Leveraging off of the second bullet point above, I think my greatest argument against standardized documents requires one to think back to the industrial revolution. The industrial revolution killed the craftsman, much the way big box retailers killed the mom & pop store (for those of you that remember the days when customer service actually meant something).  I think standardized financing documents will have the same effect.  It will destroy the legitimate skill set that some of us possess in the start-up and early stage space.  And it will rob the younger associates of the real skills required to represent great start-up and early stage companies in financing rounds.

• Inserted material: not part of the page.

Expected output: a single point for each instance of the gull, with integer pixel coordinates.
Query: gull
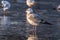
(34, 19)
(30, 3)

My Solution: I think the answer lies in how lawyers bill for this work.  I think you can get to the same result of standardization if lawyers would just agree to cap the fees they charge.  For those of us that possess the right experience for this work, most of the problems or hurdles we hit in closing financing rounds have been seen before and dealt with.  I have yet to come across an issue in getting a round of financing done that isn’t somehow derivative of some other issue I’ve run into before, and therefore I probably already have some way of dealing with the issue.
I see no reason lawyers cannot come up with flat fees for closing these rounds that solve the “expense” issue and still allow the deal to move quickly and close inside a time frame that any of us would consider reasonable.
Just my two cents.  I welcome your comments and/or questions.